Aree protette in fumo

Il Vesuvio non è comunque un caso isolato. Dal 15 giugno, solo in Campania sono andati in fumo oltre 2.500 ettari. Secondo Legambiente [7], nei primi sette mesi del 2025, in Italia si sono registrati 851 incendi, che hanno bruciato quasi 31mila ettari di territorio, di cui più di 18.700 in siti della rete Natura2000, aree protette a livello UE. Ciononostante, solo 8 parchi nazionali italiani su 24 dispongono di un Piano Antincendio Boschivo aggiornato, mentre in molte riserve naturali i piani sono scaduti o incompleti. Risulta quindi assente un documento essenziale per rispondere ad un’emergenza che ha cadenza annuale e spesso origine dolosa o colposa.
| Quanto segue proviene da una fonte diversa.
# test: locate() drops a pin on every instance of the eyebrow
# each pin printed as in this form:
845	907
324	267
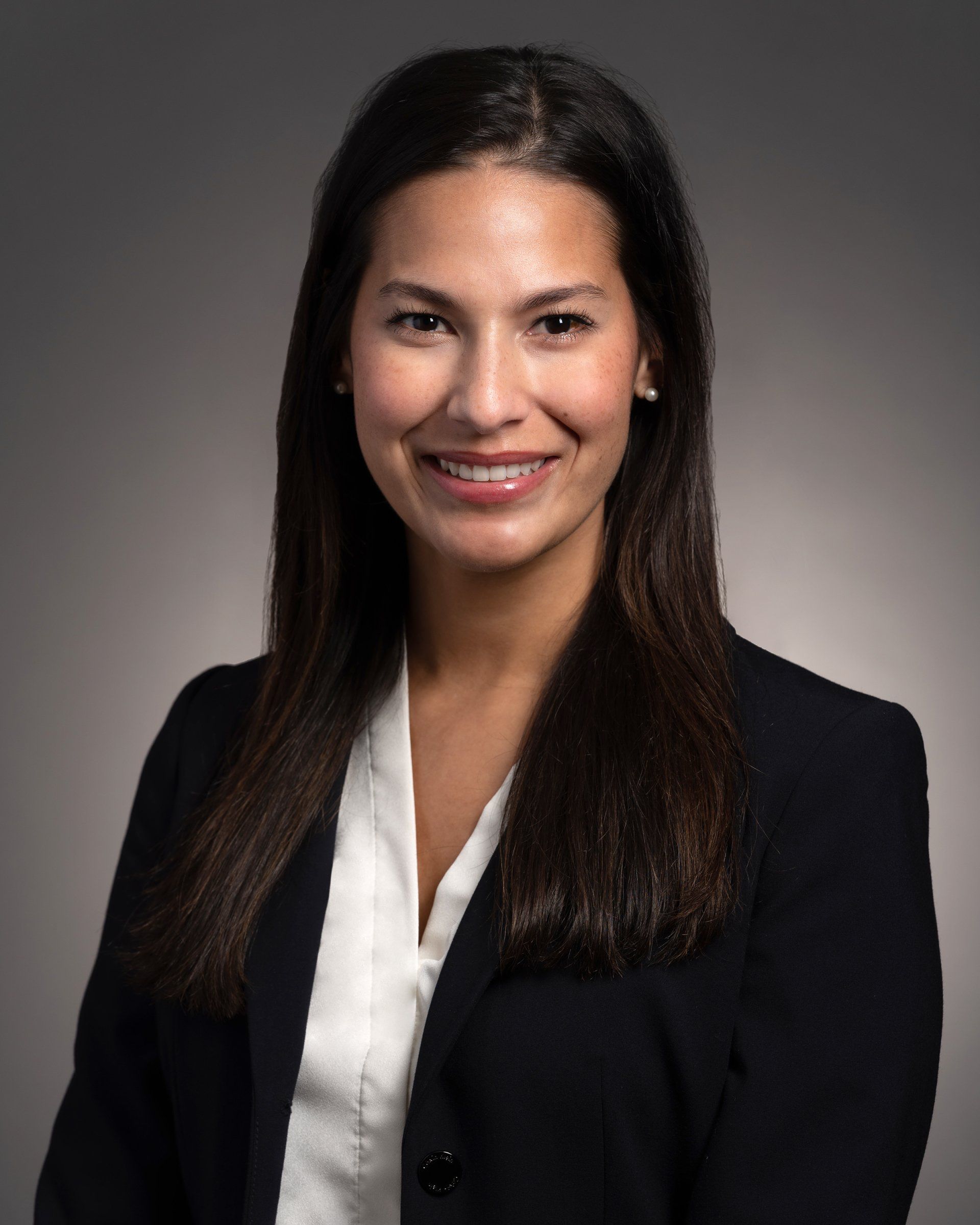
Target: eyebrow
534	302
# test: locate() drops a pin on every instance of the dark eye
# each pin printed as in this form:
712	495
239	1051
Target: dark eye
559	323
565	328
417	322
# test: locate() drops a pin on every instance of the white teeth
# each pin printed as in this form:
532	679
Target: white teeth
498	472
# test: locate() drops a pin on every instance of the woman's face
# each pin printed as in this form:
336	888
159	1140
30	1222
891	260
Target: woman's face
493	330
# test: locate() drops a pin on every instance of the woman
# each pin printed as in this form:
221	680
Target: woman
510	884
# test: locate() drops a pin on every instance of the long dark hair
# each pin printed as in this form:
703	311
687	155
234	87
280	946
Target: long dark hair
620	840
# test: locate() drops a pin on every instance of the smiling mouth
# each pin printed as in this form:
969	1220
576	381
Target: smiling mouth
499	472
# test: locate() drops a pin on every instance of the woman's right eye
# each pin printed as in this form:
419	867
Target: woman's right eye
417	322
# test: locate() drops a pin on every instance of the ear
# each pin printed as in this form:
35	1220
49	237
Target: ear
344	369
650	372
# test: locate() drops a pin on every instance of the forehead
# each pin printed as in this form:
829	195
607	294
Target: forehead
481	222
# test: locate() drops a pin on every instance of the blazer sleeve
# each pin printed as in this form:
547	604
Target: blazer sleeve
834	1065
112	1156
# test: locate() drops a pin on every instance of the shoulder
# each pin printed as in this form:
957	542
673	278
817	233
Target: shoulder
206	714
794	718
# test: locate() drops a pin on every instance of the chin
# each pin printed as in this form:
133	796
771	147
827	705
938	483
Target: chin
488	558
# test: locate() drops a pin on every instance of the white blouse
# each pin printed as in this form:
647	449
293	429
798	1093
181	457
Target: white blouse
373	984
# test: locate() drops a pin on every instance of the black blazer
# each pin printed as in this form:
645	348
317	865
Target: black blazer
787	1075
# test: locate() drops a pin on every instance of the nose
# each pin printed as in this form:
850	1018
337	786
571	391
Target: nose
491	390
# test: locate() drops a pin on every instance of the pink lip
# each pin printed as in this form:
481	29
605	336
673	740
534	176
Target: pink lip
489	460
488	492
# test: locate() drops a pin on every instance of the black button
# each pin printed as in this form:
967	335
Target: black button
439	1173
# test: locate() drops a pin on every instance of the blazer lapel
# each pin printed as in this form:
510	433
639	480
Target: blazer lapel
471	965
280	972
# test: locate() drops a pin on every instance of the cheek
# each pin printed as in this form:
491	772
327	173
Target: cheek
593	399
390	401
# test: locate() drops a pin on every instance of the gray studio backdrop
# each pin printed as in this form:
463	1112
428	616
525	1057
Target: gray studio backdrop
161	161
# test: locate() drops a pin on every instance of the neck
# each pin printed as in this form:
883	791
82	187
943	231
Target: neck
488	629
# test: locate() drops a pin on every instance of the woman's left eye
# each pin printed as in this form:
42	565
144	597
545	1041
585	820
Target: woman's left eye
560	326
A detta dell’ultimo Rapporto Ecomafia [8], nel 2024 sono stati 3.239 i reati di “incendi boschivi e di vegetazione, dolosi, colposi e generici in Italia” contestati dalle forze dell’ordine, Carabinieri forestali e Corpi forestali regionali. Un problema cronico, esacerbato da disattenzione e inciviltà (è sufficiente un mozzicone di sigaretta ad innescare un grave incendio), per cui sono necessarie nuove tecnologie investigative, maggiori risorse e una visione integrata e orientata alla prevenzione.